As one of our sources put it: “The Arab tendency to lie and exaggerate about enemies is alive and well among pro-American Lebanese Christians as much as it is with the likes of Hamas.” While Smith vouches for his sources, we cannot independently verify what they told him. That’s why we’re revisiting the posts in question and warning readers to take them with a grain of salt.
Yes, we should have said to take these utter falsehoods with “a grain of salt. It very soon came out, of course, that Lopez had been told that Smith’s reports were made up six weeks earlier, and had done nothing until she learned that the Huffington Post would be reporting on the matter.
Lopez was finally ousted as editor in 2009. She was replaced by the magazine’s editor, Rich Lowry, in a move that doubtless saved a bit of money and also took care of the fact that the most public-facing portion of the legendary National Review was being edited by a loon.
But Lopez’s niche has always been that she’s the world’s most tragic Catholic. She’s basically a hack liberal’s savage parody of a miserable, prematurely old religious conservative woman — a Jean Teasdale of the right. It’s not just her many, many writings on the evils of the pill and how contraception “[denies] the reality” that “motherhood is at the heart of what it means to be a woman.” ”I know enough to thank God for the job creators, the natural economic stimulators, capitalism,” she said, when mean Mike Huckabee had the temerity to criticize the economy back when President Bush was America’s dad.
Two more of my favorite Kathryn Jean Lopez posts: This one, in which K-Lo decides that Barack Obama calls terrorists “folks” because he loves terrorists, until presumably a reader points out that Bush also used the word “folks” all the time. And this one, in which she is happy that Google’s logo is sufficiently patriotic but then some readers say maybe it isn’t patriotic enough but then it is decided that it is.
Lately (especially since the Komen/Planned Parenthood firestorm) she’s taken to rambling with no coherent point about how things she sees on TV make her mad, and sad, because abortion/the pill/sexual promiscuity are “immiserating” a generation of women, and then closes with material on Mary and Jesus.

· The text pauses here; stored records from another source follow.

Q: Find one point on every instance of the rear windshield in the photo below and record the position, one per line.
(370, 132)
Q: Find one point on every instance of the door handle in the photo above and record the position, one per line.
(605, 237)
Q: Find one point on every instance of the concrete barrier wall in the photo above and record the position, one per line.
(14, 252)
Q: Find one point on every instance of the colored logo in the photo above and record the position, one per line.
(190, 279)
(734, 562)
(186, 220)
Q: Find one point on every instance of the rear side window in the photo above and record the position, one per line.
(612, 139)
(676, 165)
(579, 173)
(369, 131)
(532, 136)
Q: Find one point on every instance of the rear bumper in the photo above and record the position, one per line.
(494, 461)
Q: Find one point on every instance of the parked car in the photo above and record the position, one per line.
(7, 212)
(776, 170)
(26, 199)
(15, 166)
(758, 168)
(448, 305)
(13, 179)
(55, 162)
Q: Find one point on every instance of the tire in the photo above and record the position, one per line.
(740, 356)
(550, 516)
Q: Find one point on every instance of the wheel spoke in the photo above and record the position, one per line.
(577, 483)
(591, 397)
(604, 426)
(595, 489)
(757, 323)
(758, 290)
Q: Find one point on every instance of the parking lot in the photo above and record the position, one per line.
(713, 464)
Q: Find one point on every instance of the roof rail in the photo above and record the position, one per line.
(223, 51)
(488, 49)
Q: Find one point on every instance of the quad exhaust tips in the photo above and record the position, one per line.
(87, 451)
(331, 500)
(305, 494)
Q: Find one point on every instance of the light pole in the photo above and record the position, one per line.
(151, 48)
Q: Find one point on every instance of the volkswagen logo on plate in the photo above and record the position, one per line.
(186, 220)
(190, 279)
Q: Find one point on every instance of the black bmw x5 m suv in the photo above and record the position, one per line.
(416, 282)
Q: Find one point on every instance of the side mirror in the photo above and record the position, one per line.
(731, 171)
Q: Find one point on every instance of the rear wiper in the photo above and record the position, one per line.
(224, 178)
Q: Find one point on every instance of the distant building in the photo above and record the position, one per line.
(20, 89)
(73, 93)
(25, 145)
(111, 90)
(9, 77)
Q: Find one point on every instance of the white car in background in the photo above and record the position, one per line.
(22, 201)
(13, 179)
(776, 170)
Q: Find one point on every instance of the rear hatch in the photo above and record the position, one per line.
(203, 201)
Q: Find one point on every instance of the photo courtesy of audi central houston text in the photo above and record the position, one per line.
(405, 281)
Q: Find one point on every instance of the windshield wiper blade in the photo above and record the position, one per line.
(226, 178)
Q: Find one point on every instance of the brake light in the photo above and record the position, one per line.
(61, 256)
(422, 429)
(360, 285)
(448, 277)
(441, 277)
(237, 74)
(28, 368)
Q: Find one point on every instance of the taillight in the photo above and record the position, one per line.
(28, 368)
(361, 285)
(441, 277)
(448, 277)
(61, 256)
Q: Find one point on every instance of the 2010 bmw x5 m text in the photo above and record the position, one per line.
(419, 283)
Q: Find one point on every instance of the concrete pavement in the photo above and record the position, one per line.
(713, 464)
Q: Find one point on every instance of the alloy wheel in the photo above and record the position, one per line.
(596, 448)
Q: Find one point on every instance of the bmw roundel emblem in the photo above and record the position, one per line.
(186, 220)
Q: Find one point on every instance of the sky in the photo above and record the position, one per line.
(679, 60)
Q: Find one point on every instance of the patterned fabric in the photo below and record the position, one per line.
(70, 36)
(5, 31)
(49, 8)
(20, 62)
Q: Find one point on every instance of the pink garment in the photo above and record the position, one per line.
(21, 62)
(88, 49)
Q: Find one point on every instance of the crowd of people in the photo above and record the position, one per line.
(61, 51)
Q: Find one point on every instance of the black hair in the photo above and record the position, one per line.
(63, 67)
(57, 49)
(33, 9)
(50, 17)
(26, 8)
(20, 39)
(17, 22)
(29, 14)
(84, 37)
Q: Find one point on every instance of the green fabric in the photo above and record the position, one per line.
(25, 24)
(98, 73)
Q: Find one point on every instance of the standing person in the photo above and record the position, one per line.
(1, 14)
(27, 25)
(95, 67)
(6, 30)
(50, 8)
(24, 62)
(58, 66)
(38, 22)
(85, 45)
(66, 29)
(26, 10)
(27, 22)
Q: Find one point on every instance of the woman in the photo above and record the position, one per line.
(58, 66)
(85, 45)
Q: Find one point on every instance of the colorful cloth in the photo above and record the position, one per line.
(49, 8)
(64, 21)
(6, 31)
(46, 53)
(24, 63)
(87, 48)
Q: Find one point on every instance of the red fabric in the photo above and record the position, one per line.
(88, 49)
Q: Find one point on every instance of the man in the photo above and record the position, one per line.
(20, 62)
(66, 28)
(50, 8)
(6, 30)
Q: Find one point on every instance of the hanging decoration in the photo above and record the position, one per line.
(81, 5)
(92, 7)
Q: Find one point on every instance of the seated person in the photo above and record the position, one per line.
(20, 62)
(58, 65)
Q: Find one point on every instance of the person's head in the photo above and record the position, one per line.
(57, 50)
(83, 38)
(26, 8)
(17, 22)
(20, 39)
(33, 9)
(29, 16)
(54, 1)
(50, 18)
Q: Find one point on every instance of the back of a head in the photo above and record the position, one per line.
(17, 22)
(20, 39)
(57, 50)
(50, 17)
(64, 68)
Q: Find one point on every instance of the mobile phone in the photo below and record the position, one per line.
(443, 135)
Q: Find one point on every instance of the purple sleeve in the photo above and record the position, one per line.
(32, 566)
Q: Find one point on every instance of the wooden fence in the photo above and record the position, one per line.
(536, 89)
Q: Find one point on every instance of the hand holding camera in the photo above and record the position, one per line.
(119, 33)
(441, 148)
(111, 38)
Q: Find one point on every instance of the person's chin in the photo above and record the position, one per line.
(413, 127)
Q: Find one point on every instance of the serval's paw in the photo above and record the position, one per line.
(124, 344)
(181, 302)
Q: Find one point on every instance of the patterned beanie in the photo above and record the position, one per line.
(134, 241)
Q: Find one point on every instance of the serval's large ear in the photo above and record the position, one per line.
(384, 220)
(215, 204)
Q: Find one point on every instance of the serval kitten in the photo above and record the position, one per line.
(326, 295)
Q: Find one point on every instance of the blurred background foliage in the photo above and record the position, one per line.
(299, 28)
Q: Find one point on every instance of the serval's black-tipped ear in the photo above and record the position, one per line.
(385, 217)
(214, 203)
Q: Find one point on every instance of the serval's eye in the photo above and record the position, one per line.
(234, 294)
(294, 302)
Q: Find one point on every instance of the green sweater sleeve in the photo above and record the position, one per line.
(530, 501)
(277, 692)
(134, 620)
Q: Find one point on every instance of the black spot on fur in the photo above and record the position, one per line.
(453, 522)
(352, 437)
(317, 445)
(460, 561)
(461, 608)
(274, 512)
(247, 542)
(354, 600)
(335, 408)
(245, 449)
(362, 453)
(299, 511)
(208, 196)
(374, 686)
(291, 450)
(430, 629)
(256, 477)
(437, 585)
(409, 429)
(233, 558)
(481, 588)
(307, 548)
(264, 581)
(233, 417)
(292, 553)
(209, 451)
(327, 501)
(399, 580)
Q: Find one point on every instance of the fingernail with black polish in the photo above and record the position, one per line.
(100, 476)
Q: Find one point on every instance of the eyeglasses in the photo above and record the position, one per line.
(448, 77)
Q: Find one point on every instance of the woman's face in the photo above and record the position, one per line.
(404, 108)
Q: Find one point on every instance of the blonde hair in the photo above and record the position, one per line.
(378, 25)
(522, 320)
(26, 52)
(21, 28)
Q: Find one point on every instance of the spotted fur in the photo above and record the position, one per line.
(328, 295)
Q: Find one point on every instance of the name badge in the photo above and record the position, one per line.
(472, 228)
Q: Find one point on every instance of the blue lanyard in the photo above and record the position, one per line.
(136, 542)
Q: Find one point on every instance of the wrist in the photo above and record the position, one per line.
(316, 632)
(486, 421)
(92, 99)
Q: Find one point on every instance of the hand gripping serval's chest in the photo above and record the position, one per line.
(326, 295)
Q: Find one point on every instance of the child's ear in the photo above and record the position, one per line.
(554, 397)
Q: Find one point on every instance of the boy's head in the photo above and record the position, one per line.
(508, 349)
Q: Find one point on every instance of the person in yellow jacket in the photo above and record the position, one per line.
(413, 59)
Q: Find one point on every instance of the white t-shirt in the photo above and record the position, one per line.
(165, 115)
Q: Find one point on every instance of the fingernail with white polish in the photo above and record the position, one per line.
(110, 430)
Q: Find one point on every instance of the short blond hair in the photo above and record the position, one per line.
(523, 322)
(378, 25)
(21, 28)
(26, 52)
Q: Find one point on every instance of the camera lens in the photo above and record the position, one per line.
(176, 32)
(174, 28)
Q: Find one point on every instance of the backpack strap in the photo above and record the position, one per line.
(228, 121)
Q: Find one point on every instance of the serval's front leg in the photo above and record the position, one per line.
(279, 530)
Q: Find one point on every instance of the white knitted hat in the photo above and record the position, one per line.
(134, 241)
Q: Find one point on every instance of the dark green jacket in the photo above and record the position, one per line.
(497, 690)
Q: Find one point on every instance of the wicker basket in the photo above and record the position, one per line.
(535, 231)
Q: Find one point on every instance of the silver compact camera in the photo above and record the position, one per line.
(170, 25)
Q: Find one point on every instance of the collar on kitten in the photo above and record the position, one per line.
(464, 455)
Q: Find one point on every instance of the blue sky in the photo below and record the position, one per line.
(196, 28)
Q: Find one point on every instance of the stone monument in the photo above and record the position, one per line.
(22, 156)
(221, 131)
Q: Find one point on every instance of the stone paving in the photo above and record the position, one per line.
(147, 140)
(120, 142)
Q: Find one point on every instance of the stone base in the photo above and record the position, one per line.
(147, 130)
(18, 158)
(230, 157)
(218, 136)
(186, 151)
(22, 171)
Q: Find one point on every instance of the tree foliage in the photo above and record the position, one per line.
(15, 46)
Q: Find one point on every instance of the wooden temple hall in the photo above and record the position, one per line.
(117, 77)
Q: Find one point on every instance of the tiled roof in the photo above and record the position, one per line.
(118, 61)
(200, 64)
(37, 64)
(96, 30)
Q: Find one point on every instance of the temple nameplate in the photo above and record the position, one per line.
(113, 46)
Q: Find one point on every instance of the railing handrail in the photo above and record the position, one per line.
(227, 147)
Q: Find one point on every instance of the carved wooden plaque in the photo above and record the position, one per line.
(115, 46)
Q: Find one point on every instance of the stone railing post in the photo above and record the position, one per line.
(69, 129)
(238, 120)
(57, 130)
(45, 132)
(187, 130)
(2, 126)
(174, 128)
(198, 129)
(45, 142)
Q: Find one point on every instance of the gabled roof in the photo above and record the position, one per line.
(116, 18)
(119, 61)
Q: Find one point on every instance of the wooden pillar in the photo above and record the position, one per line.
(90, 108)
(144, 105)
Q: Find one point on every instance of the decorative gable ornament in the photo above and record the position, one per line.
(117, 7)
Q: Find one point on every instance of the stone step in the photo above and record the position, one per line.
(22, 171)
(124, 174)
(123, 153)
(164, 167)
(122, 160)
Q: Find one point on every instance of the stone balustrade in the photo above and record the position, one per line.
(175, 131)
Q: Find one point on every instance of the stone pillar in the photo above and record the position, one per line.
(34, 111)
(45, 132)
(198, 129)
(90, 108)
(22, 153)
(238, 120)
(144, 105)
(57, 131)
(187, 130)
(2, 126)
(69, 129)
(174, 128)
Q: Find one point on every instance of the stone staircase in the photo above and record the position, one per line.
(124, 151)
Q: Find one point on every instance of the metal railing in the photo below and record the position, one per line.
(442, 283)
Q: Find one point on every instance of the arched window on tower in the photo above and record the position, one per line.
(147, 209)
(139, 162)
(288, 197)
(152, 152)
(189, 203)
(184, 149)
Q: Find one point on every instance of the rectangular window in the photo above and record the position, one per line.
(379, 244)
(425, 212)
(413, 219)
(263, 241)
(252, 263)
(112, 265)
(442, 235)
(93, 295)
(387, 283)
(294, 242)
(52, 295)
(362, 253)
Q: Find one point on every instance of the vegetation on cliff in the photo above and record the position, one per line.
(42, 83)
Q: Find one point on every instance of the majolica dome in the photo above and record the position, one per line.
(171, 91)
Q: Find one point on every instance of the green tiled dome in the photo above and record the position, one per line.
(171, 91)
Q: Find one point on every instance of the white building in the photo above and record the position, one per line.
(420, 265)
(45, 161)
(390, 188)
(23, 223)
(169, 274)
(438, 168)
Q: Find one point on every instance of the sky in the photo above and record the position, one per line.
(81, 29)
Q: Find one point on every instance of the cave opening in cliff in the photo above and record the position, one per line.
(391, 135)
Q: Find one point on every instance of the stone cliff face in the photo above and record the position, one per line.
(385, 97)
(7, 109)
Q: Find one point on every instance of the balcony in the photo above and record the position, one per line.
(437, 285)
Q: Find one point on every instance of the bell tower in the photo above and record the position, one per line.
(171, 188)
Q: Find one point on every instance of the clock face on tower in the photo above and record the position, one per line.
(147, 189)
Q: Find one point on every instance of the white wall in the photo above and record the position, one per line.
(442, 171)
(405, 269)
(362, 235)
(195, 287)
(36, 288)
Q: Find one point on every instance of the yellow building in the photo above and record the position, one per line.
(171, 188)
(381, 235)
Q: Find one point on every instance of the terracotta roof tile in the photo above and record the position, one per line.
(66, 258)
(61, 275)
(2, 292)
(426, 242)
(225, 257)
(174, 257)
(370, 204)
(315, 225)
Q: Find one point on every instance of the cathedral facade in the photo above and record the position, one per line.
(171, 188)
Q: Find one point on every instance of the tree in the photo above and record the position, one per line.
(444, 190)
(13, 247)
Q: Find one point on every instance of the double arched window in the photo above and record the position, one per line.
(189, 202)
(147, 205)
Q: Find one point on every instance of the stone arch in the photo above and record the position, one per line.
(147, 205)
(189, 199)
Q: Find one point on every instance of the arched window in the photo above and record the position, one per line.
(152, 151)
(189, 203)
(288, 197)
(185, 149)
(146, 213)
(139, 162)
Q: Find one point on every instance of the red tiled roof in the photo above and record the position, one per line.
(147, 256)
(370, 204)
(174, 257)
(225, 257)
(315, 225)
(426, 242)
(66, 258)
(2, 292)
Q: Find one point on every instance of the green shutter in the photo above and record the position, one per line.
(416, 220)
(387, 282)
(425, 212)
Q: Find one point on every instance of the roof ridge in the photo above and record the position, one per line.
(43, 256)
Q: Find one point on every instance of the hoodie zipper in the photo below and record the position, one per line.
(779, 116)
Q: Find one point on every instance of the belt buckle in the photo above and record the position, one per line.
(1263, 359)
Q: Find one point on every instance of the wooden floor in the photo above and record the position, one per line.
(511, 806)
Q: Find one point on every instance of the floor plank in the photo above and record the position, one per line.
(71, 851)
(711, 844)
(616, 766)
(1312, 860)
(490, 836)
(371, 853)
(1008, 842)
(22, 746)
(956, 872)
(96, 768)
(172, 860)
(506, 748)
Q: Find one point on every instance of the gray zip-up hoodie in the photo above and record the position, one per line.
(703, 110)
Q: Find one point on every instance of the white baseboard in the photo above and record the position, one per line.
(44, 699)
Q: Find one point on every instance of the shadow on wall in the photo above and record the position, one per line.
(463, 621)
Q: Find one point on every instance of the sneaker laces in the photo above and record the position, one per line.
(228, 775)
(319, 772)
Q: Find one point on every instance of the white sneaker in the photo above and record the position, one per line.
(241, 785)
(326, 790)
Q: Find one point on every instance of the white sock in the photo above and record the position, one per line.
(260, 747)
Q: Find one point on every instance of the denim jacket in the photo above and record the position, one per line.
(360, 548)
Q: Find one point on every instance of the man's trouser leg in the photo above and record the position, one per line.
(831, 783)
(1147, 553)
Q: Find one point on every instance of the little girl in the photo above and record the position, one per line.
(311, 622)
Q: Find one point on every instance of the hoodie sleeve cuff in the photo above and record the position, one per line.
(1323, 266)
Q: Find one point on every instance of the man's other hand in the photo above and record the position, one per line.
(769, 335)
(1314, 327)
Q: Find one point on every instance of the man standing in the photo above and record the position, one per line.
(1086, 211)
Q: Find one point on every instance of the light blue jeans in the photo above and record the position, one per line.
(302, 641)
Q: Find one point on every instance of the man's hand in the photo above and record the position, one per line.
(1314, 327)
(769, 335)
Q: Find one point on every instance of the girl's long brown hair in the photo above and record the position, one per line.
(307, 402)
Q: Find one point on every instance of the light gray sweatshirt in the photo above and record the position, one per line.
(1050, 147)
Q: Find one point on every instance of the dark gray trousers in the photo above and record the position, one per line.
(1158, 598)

And it is her dedicated defenses of Pope Joseph Ratzinger and the Catholic Church’s handling of its child abuse epidemic that are, bar-none, the most despicable thing about Lopez, of course. When, in 2010, it was revealed that then-Cardinal Ratzinger had declined to defrock a priest who’d pleaded no contest to horrific abuse of children, Lopez wrote that the real scandal in the Catholic Church was that this one priest was a liberal who liked Barack Obama. Her columns on the wonderful compassion of the pope never actually mention any details on what the “abuses” were, though she does tend to blame them on the “laxity,” which is to say, liberalism and the 1960s.
Libertas: What is your favorite movie?
Kathryn: It’s probably Adam Sandler’s “The Wedding Singer.”